Since Yamanaka discovered the method of inducing somatic cells into pluripotent stem cells, there has been impressive progress in reprogramming and differentiation protocols. Currently, we can stably acquire a large number of cardiomyocytes from iPSCs, which opens up a new field of HCM research with great potential. Due to the difficulty in obtaining human myocardial tissue and the species differences in animal models, iPSC-CMs have great advantages with their abundant sources. Several studies have demonstrated that iPSC-CM models can facilitate the study of HCM phenotypes and have made important contributions to elucidating molecular mechanisms. In addition, in combination with gene editing technologies such as CRISPR-Cas9 to directly introduce or repair specific HCM mutations, we can directly compare the differences between patient-specific iPSC-CMs and their isogenic control lines to determine the pathogenic role of HCM mutations.

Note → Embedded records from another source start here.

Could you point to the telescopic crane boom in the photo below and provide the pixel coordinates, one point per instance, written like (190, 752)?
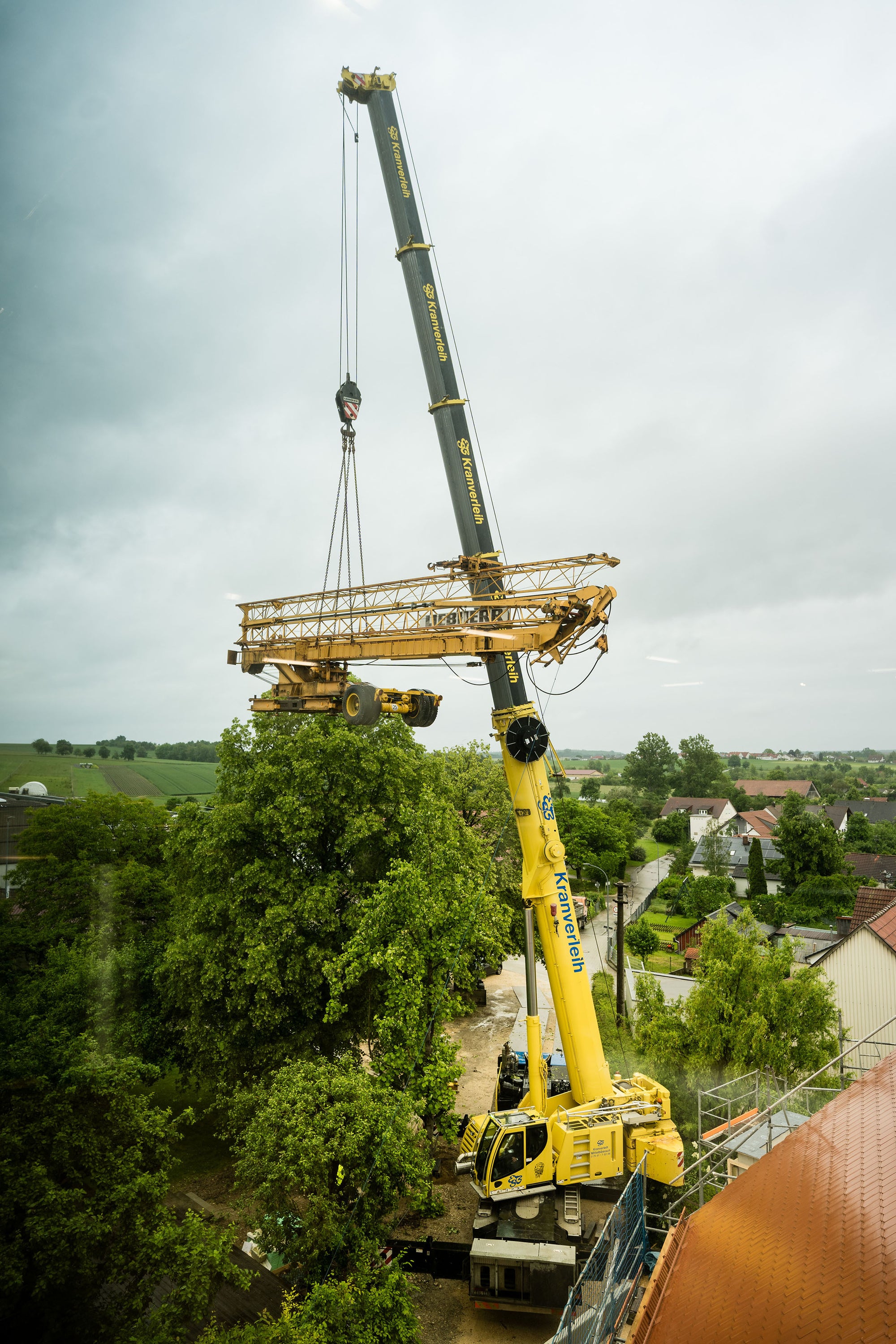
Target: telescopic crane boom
(603, 1125)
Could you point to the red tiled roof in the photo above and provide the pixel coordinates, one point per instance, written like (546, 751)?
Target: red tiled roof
(715, 807)
(801, 1246)
(884, 925)
(870, 902)
(775, 788)
(762, 822)
(874, 866)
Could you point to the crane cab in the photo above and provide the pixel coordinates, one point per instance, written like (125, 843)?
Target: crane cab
(508, 1154)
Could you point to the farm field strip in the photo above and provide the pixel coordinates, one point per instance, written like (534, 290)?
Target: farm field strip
(124, 780)
(177, 777)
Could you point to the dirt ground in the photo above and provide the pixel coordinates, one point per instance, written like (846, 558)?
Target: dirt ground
(444, 1307)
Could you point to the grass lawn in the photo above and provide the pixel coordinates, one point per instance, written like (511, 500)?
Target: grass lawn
(178, 777)
(199, 1151)
(667, 961)
(659, 917)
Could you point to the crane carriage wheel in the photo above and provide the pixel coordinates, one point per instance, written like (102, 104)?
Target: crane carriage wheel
(527, 740)
(425, 707)
(359, 703)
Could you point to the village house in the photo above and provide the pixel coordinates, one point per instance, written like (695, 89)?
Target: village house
(738, 861)
(780, 788)
(863, 971)
(702, 812)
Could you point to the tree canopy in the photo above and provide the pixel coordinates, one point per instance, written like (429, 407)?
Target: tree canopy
(650, 765)
(746, 1010)
(700, 768)
(808, 842)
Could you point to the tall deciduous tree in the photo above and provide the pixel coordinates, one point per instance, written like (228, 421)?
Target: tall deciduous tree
(327, 1154)
(757, 870)
(273, 882)
(700, 768)
(84, 1171)
(422, 936)
(649, 767)
(808, 842)
(747, 1008)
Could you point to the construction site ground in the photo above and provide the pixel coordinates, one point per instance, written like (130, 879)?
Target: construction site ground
(444, 1307)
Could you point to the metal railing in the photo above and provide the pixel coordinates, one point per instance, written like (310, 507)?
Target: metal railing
(755, 1107)
(605, 1291)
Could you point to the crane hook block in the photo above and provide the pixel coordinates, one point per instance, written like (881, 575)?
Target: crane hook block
(527, 740)
(349, 401)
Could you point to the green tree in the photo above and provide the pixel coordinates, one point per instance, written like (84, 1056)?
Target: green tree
(700, 768)
(859, 838)
(757, 885)
(747, 1008)
(706, 894)
(821, 898)
(369, 1307)
(650, 765)
(808, 842)
(327, 1155)
(715, 849)
(593, 836)
(84, 1171)
(683, 858)
(642, 937)
(421, 935)
(672, 830)
(272, 883)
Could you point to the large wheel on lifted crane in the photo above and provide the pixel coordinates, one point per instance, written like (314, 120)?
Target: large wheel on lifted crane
(361, 703)
(425, 710)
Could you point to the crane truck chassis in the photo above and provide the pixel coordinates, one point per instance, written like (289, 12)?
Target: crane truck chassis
(603, 1125)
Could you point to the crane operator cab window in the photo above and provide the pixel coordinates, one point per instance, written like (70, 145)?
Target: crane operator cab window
(508, 1160)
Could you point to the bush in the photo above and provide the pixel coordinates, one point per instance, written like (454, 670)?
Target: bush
(642, 937)
(668, 889)
(703, 896)
(672, 830)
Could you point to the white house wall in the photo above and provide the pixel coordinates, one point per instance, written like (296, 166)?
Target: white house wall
(863, 971)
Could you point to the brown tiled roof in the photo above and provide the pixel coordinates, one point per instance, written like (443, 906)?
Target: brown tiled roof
(870, 902)
(801, 1246)
(884, 925)
(874, 866)
(775, 788)
(761, 822)
(715, 807)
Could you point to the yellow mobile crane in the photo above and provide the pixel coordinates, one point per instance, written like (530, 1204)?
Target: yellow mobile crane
(478, 607)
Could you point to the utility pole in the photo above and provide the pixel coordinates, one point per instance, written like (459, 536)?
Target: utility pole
(620, 947)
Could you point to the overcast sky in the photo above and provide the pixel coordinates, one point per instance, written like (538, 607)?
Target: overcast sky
(667, 236)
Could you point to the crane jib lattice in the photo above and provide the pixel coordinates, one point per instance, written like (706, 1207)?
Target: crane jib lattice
(544, 607)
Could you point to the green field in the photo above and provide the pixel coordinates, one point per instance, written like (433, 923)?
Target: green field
(19, 765)
(64, 777)
(178, 777)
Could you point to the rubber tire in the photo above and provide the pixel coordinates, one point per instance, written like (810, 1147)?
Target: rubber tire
(425, 713)
(361, 705)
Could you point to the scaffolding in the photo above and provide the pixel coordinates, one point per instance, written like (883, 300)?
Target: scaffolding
(753, 1113)
(606, 1291)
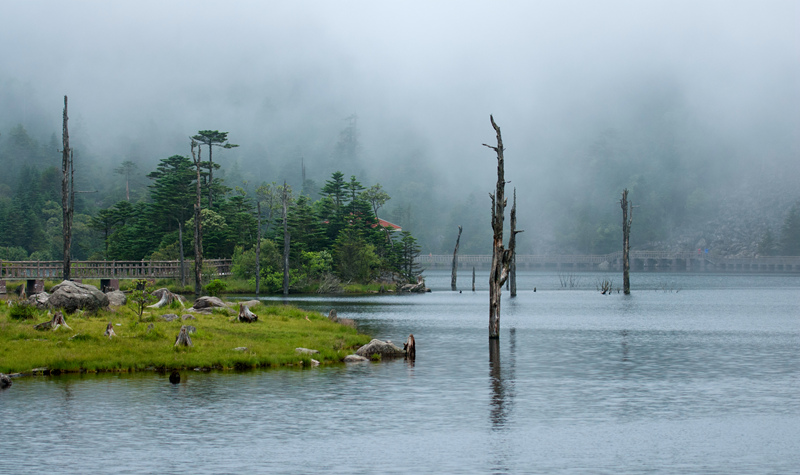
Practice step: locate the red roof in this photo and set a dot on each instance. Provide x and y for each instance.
(388, 225)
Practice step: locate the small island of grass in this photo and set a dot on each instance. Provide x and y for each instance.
(148, 343)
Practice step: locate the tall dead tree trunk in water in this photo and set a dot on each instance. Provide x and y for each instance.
(501, 257)
(198, 227)
(473, 278)
(285, 203)
(513, 276)
(455, 262)
(627, 220)
(67, 193)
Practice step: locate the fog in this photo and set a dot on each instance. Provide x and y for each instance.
(670, 99)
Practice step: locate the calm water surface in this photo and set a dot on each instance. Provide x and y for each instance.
(692, 373)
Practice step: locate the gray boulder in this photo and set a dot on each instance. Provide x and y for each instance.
(116, 298)
(384, 348)
(72, 296)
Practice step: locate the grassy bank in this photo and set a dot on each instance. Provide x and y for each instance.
(269, 342)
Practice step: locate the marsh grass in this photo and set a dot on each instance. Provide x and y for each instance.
(271, 341)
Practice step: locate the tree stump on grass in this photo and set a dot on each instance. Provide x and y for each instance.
(54, 324)
(109, 331)
(183, 338)
(245, 315)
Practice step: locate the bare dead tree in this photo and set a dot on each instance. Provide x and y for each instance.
(513, 276)
(198, 227)
(627, 220)
(67, 193)
(285, 203)
(473, 278)
(501, 257)
(455, 262)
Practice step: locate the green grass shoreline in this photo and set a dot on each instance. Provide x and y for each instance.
(269, 342)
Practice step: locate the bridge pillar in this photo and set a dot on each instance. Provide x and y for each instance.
(34, 286)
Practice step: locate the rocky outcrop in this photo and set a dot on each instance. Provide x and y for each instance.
(72, 296)
(384, 348)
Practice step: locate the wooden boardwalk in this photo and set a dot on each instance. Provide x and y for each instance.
(640, 261)
(108, 272)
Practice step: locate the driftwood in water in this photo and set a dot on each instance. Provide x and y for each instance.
(245, 315)
(109, 331)
(183, 338)
(410, 347)
(53, 324)
(455, 262)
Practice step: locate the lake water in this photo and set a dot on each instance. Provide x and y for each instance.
(692, 373)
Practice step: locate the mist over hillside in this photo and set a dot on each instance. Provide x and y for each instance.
(694, 107)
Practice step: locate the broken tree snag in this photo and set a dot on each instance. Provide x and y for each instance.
(410, 347)
(455, 262)
(513, 273)
(501, 257)
(627, 220)
(245, 315)
(54, 323)
(67, 193)
(473, 278)
(109, 331)
(183, 337)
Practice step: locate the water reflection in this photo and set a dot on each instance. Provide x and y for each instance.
(502, 389)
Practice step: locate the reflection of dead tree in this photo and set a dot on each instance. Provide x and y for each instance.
(455, 262)
(569, 280)
(501, 257)
(605, 286)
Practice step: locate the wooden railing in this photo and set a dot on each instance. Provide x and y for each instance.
(18, 270)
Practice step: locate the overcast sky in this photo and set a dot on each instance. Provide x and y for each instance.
(420, 75)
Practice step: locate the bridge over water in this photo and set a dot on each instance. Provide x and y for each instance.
(640, 261)
(108, 272)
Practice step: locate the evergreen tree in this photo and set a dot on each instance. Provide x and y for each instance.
(790, 232)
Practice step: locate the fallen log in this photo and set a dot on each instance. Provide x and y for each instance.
(54, 324)
(109, 331)
(183, 338)
(245, 315)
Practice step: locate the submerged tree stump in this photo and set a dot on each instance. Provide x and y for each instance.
(410, 347)
(245, 315)
(54, 324)
(109, 331)
(183, 338)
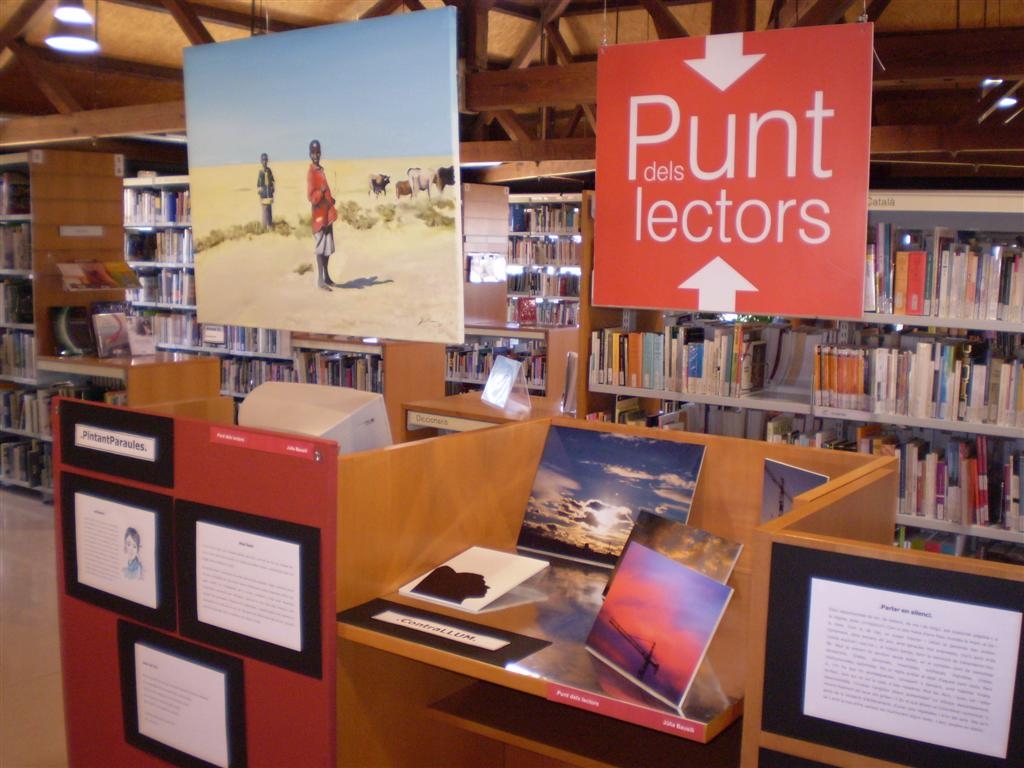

Nonetheless, the research of HCM modeling with iPSC-CMs is still in its infancy. Differences between complex in vivo structures and pathophysiology and simplified in vitro conditions may result in the inability of iPSC-CMs to fully recapitulate the HCM phenotype. Furthermore, one of the challenges is the need to continue to improve the maturity of iPSC-CMs. Previous studies have shown that increasing substrate stiffness [102], mechanical stress [131], electrical stimulation [132], and several other methods can promote the maturation of iPSC-CMs to a certain degree. However, it is unclear how far maturation should improve before iPSC-CMs could be to be generally accepted as a model for studying HCM. Obviously, the use of iPSC-CMs for HCM modeling requires a set of CMs characteristic criteria, including cell morphology, sarcomeric protein isoforms, electrophysiology, calcium handling, mitochondrial function, and metabolism resembling adult cardiomyocytes (as listed in Table 2).

Although the 28 studies reporting iPSC-CMs with HCM mutations vary largely in cell size and no clear consensus is formed in other HCM phenotypes such as contractility, it is too early to conclude that iPSC-CMs cannot provide critical information for HCM models. These differences may reflect the diversity of culture conditions and measurement methods. Therefore, a consensus-implemented approach is needed to standardize the generation and differentiation of iPSCs, normalizing the structure and function properties of iPSC-CMs. We believe that with standardization of culture conditions and culture time, improvement in maturity, and emergence of more comprehensive measurement techniques, more predictive HCM models from iPSC-CMs would be built to better mimic HCM. This will help to provide a better understanding of the pathophysiology of HCM and its individualized treatment.